In a presentation to the Town Board at its September 18 meeting, Gay Leonhardt, who resides in Willow and owns six acres of land adjoining the sanctuary’s 23-acre parcel, asked the council to confer with an official of the New York State Department of Agriculture & Markets (DAM) about the department’s classification of the WFAS as a farm. The Ulster County Planning Department had previously approved the sanctuary’s application for inclusion in an agricultural district, paving the way for the state’s designation of the property.
The state official, Bob Somers, has visited the WFAS property and has reportedly written to town officials on two occasions, in 2011 and 2012. Although in both letters Somers invited Woodstock officials to discuss ramifications of the DAM’s classification of the sanctuary, said Leonhardt, no such discussion has taken place.
The potential significance of the DAM’s classification lies in a provision of the state’s Agricultural Districts Law, which has the stated intent of protecting farmers against local laws “which unreasonably restrict farm operations located within an agricultural district.” In New York, when state and local laws conflict, the former generally take precedence. Under the town’s zoning law the WFAS lies in an R-3, or “low-density residential,” district. “Agriculture, including the keeping of fowl or animals,” is a permitted use in such districts.
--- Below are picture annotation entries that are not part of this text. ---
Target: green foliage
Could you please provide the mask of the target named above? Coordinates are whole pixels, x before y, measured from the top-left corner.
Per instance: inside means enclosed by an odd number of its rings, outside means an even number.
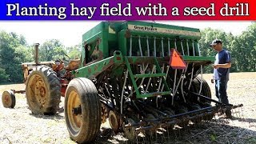
[[[26,42],[23,36],[0,32],[0,83],[22,82],[21,63],[30,60],[30,54],[26,47]]]
[[[67,55],[71,58],[71,59],[78,59],[80,58],[81,57],[81,46],[80,45],[76,45],[74,46],[68,47],[66,48],[66,52]]]
[[[215,134],[210,134],[210,139],[211,142],[216,141],[216,138],[217,138],[217,136],[216,136]]]

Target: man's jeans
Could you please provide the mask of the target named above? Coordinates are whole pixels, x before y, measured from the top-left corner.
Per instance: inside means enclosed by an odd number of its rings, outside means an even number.
[[[226,85],[227,82],[226,79],[215,80],[215,93],[216,97],[218,98],[220,102],[224,104],[229,104],[229,100],[226,95]]]

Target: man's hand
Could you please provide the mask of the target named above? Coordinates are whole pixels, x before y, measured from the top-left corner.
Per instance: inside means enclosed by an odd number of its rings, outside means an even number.
[[[220,66],[218,64],[214,64],[213,65],[213,68],[214,68],[214,69],[218,69],[219,67],[220,67]]]
[[[211,82],[211,83],[214,83],[214,78],[210,79],[210,82]]]

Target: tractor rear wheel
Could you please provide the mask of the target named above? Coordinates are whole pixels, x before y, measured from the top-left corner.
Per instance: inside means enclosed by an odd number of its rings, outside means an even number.
[[[4,91],[2,94],[2,102],[6,108],[14,108],[16,104],[14,93],[12,90]]]
[[[70,81],[65,94],[65,120],[73,140],[94,141],[101,125],[101,103],[94,84],[85,78]]]
[[[26,81],[26,95],[33,114],[56,114],[61,98],[61,85],[56,73],[48,66],[37,66]]]

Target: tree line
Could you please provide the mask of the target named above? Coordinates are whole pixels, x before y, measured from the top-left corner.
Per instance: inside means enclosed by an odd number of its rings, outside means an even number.
[[[256,23],[252,23],[242,34],[234,36],[222,30],[207,28],[201,30],[199,45],[202,56],[214,56],[216,51],[209,47],[215,38],[221,39],[225,49],[231,54],[231,72],[256,71]],[[34,46],[27,44],[23,35],[0,31],[0,83],[22,82],[21,64],[34,62]],[[79,58],[81,45],[66,47],[58,39],[44,42],[39,46],[39,61]],[[205,73],[212,73],[206,66]]]

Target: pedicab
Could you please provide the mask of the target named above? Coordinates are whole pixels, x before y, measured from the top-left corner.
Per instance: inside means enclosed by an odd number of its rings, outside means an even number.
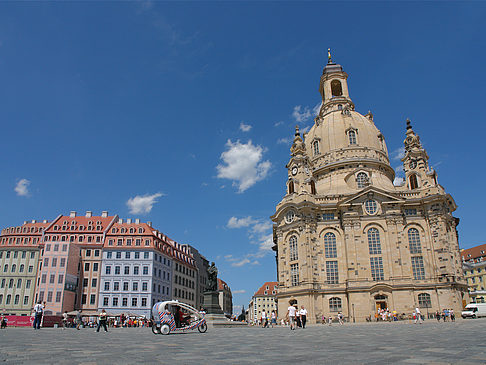
[[[183,311],[186,311],[186,313],[181,314]],[[155,303],[152,308],[152,316],[154,318],[152,332],[155,335],[186,332],[196,328],[201,333],[208,330],[204,312],[200,312],[189,304],[178,300]]]

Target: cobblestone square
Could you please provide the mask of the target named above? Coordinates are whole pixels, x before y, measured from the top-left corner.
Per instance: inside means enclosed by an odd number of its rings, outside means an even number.
[[[23,364],[484,364],[486,320],[209,328],[169,336],[149,328],[7,328],[0,361]]]

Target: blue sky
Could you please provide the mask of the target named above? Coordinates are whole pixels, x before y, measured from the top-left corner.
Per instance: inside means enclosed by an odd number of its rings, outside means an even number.
[[[393,156],[412,120],[484,243],[481,2],[0,4],[0,226],[108,210],[215,260],[247,306],[331,47]],[[393,167],[400,165],[392,160]]]

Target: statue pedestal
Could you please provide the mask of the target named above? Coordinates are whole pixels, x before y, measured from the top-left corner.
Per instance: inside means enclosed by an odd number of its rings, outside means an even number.
[[[219,306],[219,291],[208,291],[204,293],[204,309],[207,314],[223,315],[223,311]]]

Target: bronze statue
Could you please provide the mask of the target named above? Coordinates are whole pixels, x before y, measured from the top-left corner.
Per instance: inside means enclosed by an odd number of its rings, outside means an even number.
[[[211,266],[208,267],[208,291],[216,291],[218,290],[218,269],[214,265],[214,262],[211,262]]]

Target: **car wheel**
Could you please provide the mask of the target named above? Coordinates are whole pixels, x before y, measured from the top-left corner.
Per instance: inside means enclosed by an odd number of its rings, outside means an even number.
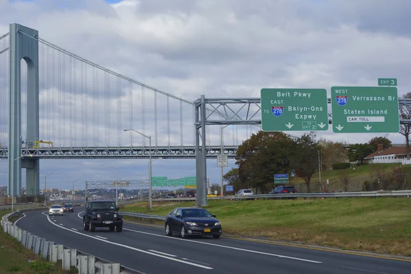
[[[88,230],[89,225],[86,223],[86,219],[83,219],[83,229],[86,231]]]
[[[123,231],[123,225],[119,225],[116,227],[117,232],[121,232]]]
[[[171,232],[171,231],[170,230],[170,227],[169,226],[168,223],[166,225],[166,235],[173,236],[173,232]]]
[[[182,225],[181,234],[182,238],[187,238],[187,235],[186,235],[186,229],[184,225]]]

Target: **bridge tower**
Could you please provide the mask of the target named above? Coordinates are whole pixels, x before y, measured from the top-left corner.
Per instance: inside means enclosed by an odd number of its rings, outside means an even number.
[[[21,63],[27,65],[27,147],[38,140],[38,32],[16,23],[10,25],[10,81],[8,195],[19,195],[21,190],[21,169],[26,169],[26,193],[38,195],[39,160],[22,159],[21,144]]]

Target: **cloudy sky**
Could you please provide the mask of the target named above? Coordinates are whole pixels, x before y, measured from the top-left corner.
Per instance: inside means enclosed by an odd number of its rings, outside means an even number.
[[[70,52],[190,102],[201,95],[259,97],[262,88],[316,88],[329,92],[333,86],[375,86],[379,77],[397,78],[399,95],[411,90],[408,0],[0,0],[0,36],[8,32],[10,23],[36,29],[42,39]],[[0,41],[0,51],[3,48]],[[122,129],[132,126],[155,135],[151,90],[145,89],[143,97],[137,85],[116,82],[115,77],[105,82],[102,71],[99,84],[93,85],[91,66],[69,59],[58,62],[58,52],[47,46],[40,51],[44,60],[41,138],[61,146],[148,145],[145,138]],[[0,55],[2,143],[7,140],[5,54]],[[73,89],[69,84],[55,84],[62,75],[60,67],[72,71],[66,74],[67,83],[87,84]],[[180,116],[179,101],[171,99],[169,113],[166,97],[162,96],[157,99],[154,141],[159,146],[192,145],[192,107],[184,103]],[[168,115],[169,121],[164,119]],[[238,145],[257,129],[229,126],[225,144]],[[210,129],[208,142],[220,145],[219,132],[216,126]],[[335,134],[331,127],[319,135],[350,143],[375,136]],[[388,137],[394,143],[403,142],[399,134]],[[59,175],[48,177],[47,186],[69,188],[71,182],[82,178],[75,187],[82,188],[84,179],[112,179],[115,170],[102,164],[116,167],[121,178],[148,177],[146,160],[46,160],[40,162],[40,186],[44,175],[53,172]],[[0,185],[6,184],[6,170],[7,161],[0,160]],[[208,160],[212,182],[220,182],[219,171],[216,160]],[[194,176],[195,160],[156,160],[153,175]],[[23,171],[23,186],[24,178]]]

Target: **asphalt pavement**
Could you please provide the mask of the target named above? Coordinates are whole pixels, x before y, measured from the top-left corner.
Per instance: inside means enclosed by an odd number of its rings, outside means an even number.
[[[83,230],[84,209],[64,216],[29,212],[17,225],[34,235],[142,273],[410,273],[411,259],[296,247],[222,236],[182,239],[164,229],[124,223],[122,232]],[[224,224],[223,232],[224,232]]]

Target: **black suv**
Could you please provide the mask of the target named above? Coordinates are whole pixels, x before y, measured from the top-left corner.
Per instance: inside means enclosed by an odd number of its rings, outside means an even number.
[[[109,227],[110,231],[123,231],[122,216],[117,212],[119,208],[112,201],[88,201],[83,215],[83,228],[94,232],[96,227]]]

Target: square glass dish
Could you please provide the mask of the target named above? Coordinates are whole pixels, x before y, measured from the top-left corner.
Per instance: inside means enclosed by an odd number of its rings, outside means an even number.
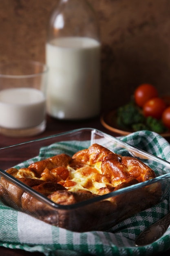
[[[71,157],[95,143],[122,156],[136,157],[152,168],[156,177],[75,204],[62,205],[54,203],[5,171],[13,167],[18,169],[26,167],[37,161],[62,153]],[[0,177],[8,184],[4,189],[1,184],[2,202],[40,220],[72,231],[107,230],[121,220],[162,201],[170,187],[169,163],[91,128],[73,130],[1,148],[0,159]],[[14,192],[12,193],[16,189],[19,191],[17,196],[19,194],[20,198],[16,198]],[[31,205],[26,209],[16,203],[24,195],[29,196],[28,205]]]

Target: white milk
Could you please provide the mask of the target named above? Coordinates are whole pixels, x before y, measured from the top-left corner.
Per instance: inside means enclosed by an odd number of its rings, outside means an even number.
[[[100,52],[100,43],[87,38],[62,38],[46,44],[50,115],[73,119],[99,113]]]
[[[33,127],[44,119],[45,99],[32,88],[0,91],[0,126],[13,129]]]

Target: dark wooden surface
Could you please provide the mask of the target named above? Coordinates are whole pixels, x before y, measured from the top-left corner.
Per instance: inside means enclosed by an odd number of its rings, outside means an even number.
[[[118,135],[104,128],[100,123],[99,117],[87,120],[64,121],[58,120],[47,117],[47,127],[46,131],[44,133],[35,137],[23,138],[11,138],[0,135],[0,148],[75,129],[85,128],[97,129],[110,135],[118,136]],[[168,141],[170,141],[170,137],[167,137],[166,139]],[[160,255],[160,253],[157,255],[154,254],[155,256],[159,256]],[[161,256],[169,256],[170,250],[164,252],[161,252]],[[3,255],[3,256],[43,256],[44,254],[38,252],[29,252],[22,250],[12,249],[0,247],[0,255]]]

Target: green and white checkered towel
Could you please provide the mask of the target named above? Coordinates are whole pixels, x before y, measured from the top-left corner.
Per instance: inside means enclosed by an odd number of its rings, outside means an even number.
[[[142,131],[120,137],[121,139],[170,162],[170,145],[154,132]],[[88,147],[89,141],[58,143],[57,153],[69,155]],[[53,145],[48,148],[53,152]],[[25,166],[35,160],[48,157],[42,148],[35,159],[23,163]],[[55,154],[55,152],[54,154]],[[79,233],[51,226],[31,216],[0,204],[0,246],[38,251],[46,256],[130,256],[150,255],[170,248],[170,228],[157,242],[136,247],[134,240],[140,232],[170,211],[170,193],[162,202],[122,221],[108,232]]]

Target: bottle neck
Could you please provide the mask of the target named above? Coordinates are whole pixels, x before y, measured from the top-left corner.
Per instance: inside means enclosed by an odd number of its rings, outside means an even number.
[[[78,36],[99,41],[99,30],[95,11],[86,0],[60,0],[50,20],[47,40]]]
Town attorney Rod Futerfas, who attended the board meeting, agreed to review relevant documents and render an opinion on the advisability of a discussion between town and state officials about the extent of Woodstock’s regulatory powers under the local zoning law. “At issue here is whether the town of Woodstock can apply its own zoning laws to provide for quality of life and the protection of property values,” said Leonhardt in her statement to the board.
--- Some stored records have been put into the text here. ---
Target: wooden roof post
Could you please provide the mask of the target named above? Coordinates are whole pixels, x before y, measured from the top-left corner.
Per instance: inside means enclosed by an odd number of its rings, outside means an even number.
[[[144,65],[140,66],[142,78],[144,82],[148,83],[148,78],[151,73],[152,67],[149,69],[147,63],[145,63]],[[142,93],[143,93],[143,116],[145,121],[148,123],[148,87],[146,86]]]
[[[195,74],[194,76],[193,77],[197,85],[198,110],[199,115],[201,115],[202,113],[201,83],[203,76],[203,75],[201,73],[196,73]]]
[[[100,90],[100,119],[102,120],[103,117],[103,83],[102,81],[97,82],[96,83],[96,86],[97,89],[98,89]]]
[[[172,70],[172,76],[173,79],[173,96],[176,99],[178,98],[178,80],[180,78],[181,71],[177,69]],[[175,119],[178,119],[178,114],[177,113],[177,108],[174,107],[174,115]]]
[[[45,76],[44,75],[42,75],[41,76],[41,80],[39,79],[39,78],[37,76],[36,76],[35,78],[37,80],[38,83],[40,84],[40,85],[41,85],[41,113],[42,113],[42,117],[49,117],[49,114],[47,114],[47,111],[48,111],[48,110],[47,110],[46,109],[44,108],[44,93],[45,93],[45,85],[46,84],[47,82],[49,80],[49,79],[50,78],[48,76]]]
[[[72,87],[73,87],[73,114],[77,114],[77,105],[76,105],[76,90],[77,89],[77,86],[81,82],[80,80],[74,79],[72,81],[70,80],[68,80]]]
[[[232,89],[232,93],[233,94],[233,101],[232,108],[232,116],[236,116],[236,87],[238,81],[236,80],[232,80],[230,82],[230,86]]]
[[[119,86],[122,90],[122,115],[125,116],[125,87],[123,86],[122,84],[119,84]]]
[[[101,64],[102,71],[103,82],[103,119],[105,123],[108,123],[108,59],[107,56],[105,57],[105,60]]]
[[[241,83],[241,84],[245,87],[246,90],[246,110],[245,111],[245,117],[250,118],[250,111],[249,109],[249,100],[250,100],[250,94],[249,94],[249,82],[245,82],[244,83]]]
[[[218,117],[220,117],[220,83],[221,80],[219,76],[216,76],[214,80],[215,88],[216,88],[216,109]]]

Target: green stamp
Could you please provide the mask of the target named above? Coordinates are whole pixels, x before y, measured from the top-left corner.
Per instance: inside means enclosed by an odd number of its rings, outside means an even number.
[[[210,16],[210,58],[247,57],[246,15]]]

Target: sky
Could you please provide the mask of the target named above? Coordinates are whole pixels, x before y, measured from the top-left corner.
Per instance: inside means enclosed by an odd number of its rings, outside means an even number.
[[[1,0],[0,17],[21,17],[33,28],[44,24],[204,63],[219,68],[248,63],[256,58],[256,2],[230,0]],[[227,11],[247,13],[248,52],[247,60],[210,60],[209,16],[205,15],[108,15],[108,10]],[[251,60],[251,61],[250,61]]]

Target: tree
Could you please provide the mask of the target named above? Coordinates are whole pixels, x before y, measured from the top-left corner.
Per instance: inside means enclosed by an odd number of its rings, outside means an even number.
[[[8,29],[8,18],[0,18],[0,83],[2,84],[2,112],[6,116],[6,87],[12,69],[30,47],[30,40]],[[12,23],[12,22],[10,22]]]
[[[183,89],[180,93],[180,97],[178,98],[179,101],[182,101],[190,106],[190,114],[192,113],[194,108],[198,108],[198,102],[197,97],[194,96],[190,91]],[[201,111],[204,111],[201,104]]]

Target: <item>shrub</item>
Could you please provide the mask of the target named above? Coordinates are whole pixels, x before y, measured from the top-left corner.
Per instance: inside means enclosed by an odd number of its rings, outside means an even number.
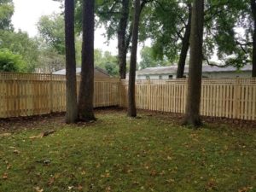
[[[0,72],[23,72],[26,62],[20,55],[7,49],[0,49]]]

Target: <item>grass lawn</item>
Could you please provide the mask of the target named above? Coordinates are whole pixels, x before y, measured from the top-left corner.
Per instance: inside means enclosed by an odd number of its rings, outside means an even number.
[[[145,112],[96,116],[78,125],[63,116],[9,122],[10,131],[0,131],[0,192],[256,191],[253,127],[207,123],[195,131]]]

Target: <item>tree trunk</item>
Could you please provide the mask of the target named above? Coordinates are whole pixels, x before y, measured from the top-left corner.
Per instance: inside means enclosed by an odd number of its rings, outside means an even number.
[[[189,20],[186,26],[185,34],[182,42],[182,49],[179,55],[179,61],[178,61],[177,70],[177,79],[183,78],[187,55],[189,49],[189,38],[190,38],[190,32],[191,32],[191,18],[192,18],[191,3],[189,3],[188,6],[189,6]]]
[[[140,0],[135,0],[134,3],[134,18],[132,29],[132,48],[131,53],[130,73],[129,73],[129,89],[128,89],[128,116],[136,117],[136,102],[135,102],[135,77],[137,65],[137,51],[138,41],[138,28],[140,20],[141,4]]]
[[[94,0],[83,1],[82,71],[79,98],[79,118],[81,121],[95,120],[94,92]]]
[[[127,49],[125,44],[125,34],[128,23],[128,17],[129,0],[122,0],[122,15],[119,20],[118,30],[119,66],[120,79],[125,79],[126,77]]]
[[[186,104],[185,125],[200,126],[201,90],[204,0],[194,0],[190,37],[190,61]]]
[[[253,78],[256,78],[256,3],[255,0],[251,0],[251,9],[254,23],[253,35]]]
[[[76,55],[74,39],[74,1],[65,1],[66,44],[66,123],[78,119]]]

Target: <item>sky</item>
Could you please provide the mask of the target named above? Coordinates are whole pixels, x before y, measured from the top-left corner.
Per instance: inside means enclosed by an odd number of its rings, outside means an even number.
[[[27,32],[31,38],[38,34],[37,23],[40,16],[60,13],[60,3],[52,0],[13,0],[15,3],[15,14],[12,23],[15,29],[21,29]],[[106,38],[102,36],[104,28],[97,29],[95,33],[95,48],[103,51],[110,51],[117,54],[117,40],[112,40],[108,45],[103,44]]]

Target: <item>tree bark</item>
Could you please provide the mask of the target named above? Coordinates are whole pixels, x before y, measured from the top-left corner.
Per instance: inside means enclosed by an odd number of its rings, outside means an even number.
[[[129,18],[129,0],[122,0],[122,15],[118,29],[119,66],[120,79],[126,77],[126,28]],[[128,42],[128,44],[130,41]]]
[[[188,6],[189,6],[189,20],[186,26],[185,34],[182,42],[182,49],[181,49],[179,61],[177,64],[177,79],[183,78],[187,55],[189,49],[189,38],[190,38],[190,32],[191,32],[191,19],[192,19],[191,3],[189,3]]]
[[[130,73],[129,73],[129,88],[128,88],[128,116],[136,117],[136,102],[135,102],[135,76],[137,65],[137,52],[138,41],[138,28],[140,20],[141,4],[140,0],[135,0],[134,3],[134,18],[132,29],[132,47],[131,53]]]
[[[66,44],[66,123],[78,119],[76,55],[74,39],[74,0],[65,1]]]
[[[184,125],[191,125],[196,127],[201,125],[200,102],[203,58],[204,0],[194,0],[193,2],[190,61]]]
[[[253,18],[253,72],[252,77],[256,78],[256,2],[251,0],[251,9]]]
[[[94,0],[83,1],[82,71],[79,98],[79,118],[81,121],[95,120],[94,93]]]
The WFAS is a 501(c)3 nonprofit organization whose mission is to rescue and rehabilitate farm animals that have been abused and to educate the public about the mistreatment of animals that are raised for food. In recent years, donations and grants have accounted for all but a fraction of the sanctuary’s annual revenue of more than $900,000. A classification system for tax-exempt nonprofits categorizes the sanctuary’s activities “animal related” and “animal protection and welfare (includes humane societies and SPCAs).”
According to WFAS cofounder Doug Abel, who spoke at the meeting and in an interview the following day, the sanctuary’s farming-related activities consist of the incidental sale of compost, manure, and wool, which are produced only by chickens and sheep. While those sales yield minimal revenue, they satisfy the DAM’s criteria for classification as a farm.
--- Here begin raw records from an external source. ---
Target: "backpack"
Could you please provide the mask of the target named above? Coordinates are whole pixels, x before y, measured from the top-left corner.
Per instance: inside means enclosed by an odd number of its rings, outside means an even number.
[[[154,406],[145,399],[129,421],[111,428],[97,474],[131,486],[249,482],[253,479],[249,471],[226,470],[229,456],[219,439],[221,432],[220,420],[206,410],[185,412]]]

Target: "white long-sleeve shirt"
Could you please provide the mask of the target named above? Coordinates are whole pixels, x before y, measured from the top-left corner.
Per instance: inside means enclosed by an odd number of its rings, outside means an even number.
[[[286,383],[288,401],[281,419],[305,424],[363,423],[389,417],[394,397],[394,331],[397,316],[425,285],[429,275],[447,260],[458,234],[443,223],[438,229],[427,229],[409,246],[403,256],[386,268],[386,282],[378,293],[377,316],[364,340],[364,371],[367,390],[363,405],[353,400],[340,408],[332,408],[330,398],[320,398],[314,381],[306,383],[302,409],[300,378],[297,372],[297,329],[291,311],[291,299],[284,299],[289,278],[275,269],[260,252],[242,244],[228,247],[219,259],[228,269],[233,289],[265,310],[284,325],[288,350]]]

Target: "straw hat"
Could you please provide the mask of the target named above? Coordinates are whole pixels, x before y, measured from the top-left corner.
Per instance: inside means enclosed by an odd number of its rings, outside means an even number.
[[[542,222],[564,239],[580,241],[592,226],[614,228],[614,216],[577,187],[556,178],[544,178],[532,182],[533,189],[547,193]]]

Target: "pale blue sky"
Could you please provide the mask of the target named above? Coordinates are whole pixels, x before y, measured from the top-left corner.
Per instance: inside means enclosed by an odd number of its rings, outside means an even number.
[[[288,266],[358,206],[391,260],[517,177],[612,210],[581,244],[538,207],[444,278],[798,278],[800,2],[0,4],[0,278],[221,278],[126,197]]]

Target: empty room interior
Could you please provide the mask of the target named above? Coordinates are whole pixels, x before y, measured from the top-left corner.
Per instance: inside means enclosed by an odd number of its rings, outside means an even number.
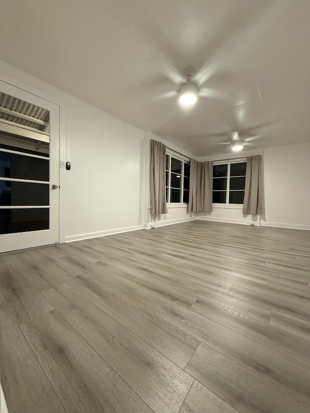
[[[310,1],[0,11],[0,413],[309,413]]]

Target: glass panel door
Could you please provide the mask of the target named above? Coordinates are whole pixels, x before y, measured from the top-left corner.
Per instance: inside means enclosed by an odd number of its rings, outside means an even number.
[[[59,242],[59,109],[0,81],[0,252]]]

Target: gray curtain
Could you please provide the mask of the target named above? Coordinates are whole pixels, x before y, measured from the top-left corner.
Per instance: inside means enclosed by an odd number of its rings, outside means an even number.
[[[246,187],[243,203],[244,214],[263,213],[262,155],[247,158]]]
[[[166,199],[166,145],[152,139],[151,144],[151,213],[168,214]]]
[[[190,161],[188,211],[212,211],[213,162]]]

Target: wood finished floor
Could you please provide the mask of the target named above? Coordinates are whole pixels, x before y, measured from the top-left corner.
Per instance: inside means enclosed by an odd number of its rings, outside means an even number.
[[[309,413],[310,232],[203,221],[0,256],[10,413]]]

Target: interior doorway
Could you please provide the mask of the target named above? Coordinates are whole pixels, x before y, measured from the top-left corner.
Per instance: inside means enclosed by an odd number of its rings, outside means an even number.
[[[0,81],[0,252],[59,241],[59,107]]]

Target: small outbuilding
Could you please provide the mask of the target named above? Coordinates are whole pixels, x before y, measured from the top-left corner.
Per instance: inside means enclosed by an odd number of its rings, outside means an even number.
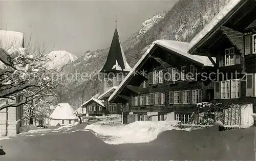
[[[59,103],[50,116],[51,126],[56,126],[58,123],[61,125],[74,124],[78,118],[68,103]]]

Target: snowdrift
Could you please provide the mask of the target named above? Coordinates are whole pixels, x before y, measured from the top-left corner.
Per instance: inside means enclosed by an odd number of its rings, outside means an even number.
[[[98,125],[93,124],[85,129],[93,130],[105,143],[109,144],[148,143],[157,138],[161,132],[179,130],[172,125],[177,122],[137,121],[126,125]],[[184,129],[190,130],[190,128]]]
[[[171,130],[151,143],[167,146],[170,158],[189,160],[254,160],[254,128],[220,132],[214,128]]]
“Town law is lopsided against providing a good home for animals,” said Abel in the interview. “The law would rather have animals housed in a single large barn than in several smaller buildings, so we looked into the agricultural designation for some protection. The local law is poorly suited for farming, regardless of whether the animal sanctuary is here (in Woodstock) or not.”
Abel added that the WFAS has not invoked its agricultural status in its dealings with town agencies including the Planning Board and the Zoning Board of Appeals (ZBA).